Reputation: 11
We have an elt process to store data partitioned by Year in a delta lake processed through Databricks. In Databricks the queried location displays data correctly with no duplications and no total count variation. When I create a view using Synapse Serverless to the same partitioned data is displayed with duplicates after an update happens to the data, when data is created for the first time no issues whatsoever. I have troubleshot and found that it only happens when using views to partitioned data after an update. If using external table with no partition specified, the results are correct as well.
Delta Lake partitioned data overview
On Databricks data is correctly read.
select PKCOLUMNS, count(*) from mytable group by PKCOLUMNS having count(*)>1
-- no duplicates
select count(*) from mytable --407,421
On Synapse Serverless
CREATE VIEW MY_TABLE_VIEW AS
SELECT *,
results.filepath(1) as [Year]
FROM
OPENROWSET(
BULK 'mytable/Year=*/*.parquet',
DATA_SOURCE = 'DeltaLakeStorage',
FORMAT = 'PARQUET'
)
WITH(
[param1] nvarchar(4000),
[param2] float,
[PKCOLUMNS] nvarchar(4000)
) AS [results]
GO
select PKCOLUMNS, count(*) from mytable
group by PKCOLUMNS
having count(*)>1 --duplicates
GO
select PKCOLUMNS, count(*) from mytable
group by PKCOLUMNS
having count(*)>1 --814,842
Upvotes: 1
Views: 741
Reputation: 1298
The issue is related to the view created in Synapse Serverless.
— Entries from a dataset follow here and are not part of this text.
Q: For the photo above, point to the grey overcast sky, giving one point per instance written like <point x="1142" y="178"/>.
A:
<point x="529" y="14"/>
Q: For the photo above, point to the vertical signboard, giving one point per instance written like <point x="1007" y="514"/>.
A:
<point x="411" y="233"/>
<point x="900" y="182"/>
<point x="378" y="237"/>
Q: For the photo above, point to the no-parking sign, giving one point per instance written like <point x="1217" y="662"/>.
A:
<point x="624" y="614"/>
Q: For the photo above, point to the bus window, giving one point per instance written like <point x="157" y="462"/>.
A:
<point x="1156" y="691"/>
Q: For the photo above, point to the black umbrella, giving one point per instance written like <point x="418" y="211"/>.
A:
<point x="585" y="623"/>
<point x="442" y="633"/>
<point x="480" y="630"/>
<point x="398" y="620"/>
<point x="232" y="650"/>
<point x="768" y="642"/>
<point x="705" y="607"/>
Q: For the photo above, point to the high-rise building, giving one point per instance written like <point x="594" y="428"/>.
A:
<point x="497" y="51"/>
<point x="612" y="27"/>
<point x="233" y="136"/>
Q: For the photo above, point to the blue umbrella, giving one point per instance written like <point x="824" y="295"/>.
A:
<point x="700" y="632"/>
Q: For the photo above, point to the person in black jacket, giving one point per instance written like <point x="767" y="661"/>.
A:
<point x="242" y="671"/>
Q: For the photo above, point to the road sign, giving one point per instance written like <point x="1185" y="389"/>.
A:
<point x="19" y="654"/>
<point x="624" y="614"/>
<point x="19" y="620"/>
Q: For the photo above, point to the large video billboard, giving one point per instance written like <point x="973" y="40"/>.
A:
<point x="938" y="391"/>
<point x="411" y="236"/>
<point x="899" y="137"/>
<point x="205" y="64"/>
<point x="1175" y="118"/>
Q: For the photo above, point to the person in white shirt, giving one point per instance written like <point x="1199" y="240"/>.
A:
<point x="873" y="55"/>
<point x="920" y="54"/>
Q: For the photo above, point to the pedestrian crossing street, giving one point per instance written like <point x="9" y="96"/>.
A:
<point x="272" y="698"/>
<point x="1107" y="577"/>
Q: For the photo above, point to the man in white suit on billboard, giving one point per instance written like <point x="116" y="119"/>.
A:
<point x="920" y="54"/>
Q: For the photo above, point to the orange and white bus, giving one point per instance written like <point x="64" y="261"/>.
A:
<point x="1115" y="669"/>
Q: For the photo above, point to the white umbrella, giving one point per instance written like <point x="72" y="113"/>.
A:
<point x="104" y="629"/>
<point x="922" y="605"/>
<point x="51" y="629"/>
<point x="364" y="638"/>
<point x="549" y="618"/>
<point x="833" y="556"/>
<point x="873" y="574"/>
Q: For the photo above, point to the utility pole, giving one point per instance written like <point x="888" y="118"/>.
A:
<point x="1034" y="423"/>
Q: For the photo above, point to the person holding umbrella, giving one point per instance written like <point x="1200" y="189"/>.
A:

Instead of using 'OPENROWSET' to access the Delta Lake files directly, you Can try creating an external table example (EXT.EDW_Table1) in Synapse that points to the Delta Lake files.
In this way, you can get the Delta Lake metadata to automatically partition the data and ensure that the partitions are correctly updated when data changes.
Step 1:
CREATE VIEW
CREATE EXTERNAL TABLE external_Table1
param1 string,
param2 float,
PKCOLUMNS string
)
PARTITIONED BY (Year string)
STORED AS PARQUET
LOCATION 'external_Table1
In step 1 delta lake (parquet) files are stored in "external_Table1" and Partition by the YEAR Column.
Step 2:
Try SELECT to check for the duplicates in the VIEW.
SELECT PKCOLUMNS, COUNT(*) FROM external_Table1
GROUP BY PKCOLUMNS HAVING COUNT(*) > 1;
If you still see duplicate values after the update. Tyr using the VACUUM operation on the Delta Lake files. Step 3:
%sql
VACUUM external_Table1;
Please note that the VACUUM operation can take some time to complete depending on the size of your data.
Upvotes: 0